Some officials went as far as asking doctors on the ground to place patients on phone cameras to directly inspect their condition. (Reuters)

Trump administration officials consulted with global allies Tuesday on a possible joint military response to Syria’s alleged poison gas attack, as President Donald Trump canceled a foreign trip in order to manage a crisis that is testing his vow to stand up to Syrian President Bashar Assad.

Trump spoke with other world leaders, and other US officials said the US, France and Britain were in extensive consultations about launching a military strike as early as the end of this week.
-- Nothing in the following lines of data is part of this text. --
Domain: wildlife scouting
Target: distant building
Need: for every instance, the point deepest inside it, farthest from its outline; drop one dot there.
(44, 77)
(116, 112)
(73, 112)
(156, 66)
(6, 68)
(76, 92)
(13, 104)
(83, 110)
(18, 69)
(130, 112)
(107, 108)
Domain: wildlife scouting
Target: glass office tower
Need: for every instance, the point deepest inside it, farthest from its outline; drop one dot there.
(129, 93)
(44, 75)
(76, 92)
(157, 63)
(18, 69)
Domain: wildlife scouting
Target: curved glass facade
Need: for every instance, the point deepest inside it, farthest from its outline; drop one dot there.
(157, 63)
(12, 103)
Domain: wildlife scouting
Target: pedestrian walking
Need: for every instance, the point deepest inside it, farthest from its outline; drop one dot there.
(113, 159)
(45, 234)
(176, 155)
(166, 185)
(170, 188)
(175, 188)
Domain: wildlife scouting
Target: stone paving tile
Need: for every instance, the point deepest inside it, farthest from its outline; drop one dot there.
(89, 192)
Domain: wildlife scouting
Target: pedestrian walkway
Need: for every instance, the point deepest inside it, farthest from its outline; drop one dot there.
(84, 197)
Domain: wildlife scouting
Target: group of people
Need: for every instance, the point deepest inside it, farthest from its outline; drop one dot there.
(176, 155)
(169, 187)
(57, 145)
None of the three countries’ leaders had made a firm decision, according to the officials, who were not authorized to discuss military planning by name.

A joint military operation, possibly with France rather than the US in the lead, could send a message of international unity about enforcing the prohibitions on chemical weapons and counter Syria’s political and military support from Russia and Iran.

President Emmanuel Macron said France, the US and Britain will decide how to respond in the coming days. He called for a “strong and joint response” to the attack in the Syrian town of Douma on Saturday, which Syrian activists and rescuers say killed 40 people. The Syrian government denies responsibility.

US officials support military strike

US officials have sharpened their tone following the chemical attack in Syria’s Douma as US Intelligence and US State Department officials have been seeking evidence from organizations operating on the ground in Syria, by asking doctors to describe the symptoms of those injured in the latest attack.

Several sources confirmed to Al Arabiya that Trump’s aides at the US National Security Council are encouraging him to launch a military strike against the Syrian regime.

Some officials went as far as asking doctors on the ground to place patients on phone cameras to directly inspect their condition.

The information that US experts and officials collected so far led them to the conclusion that chemical weapons were indeed used. A State Department official told Al Arabiya that the “symptoms of victims according to experts specialized in medicine and according to published images and videos correspond to the damages caused by suffocation substances and nerve materials of some kind.”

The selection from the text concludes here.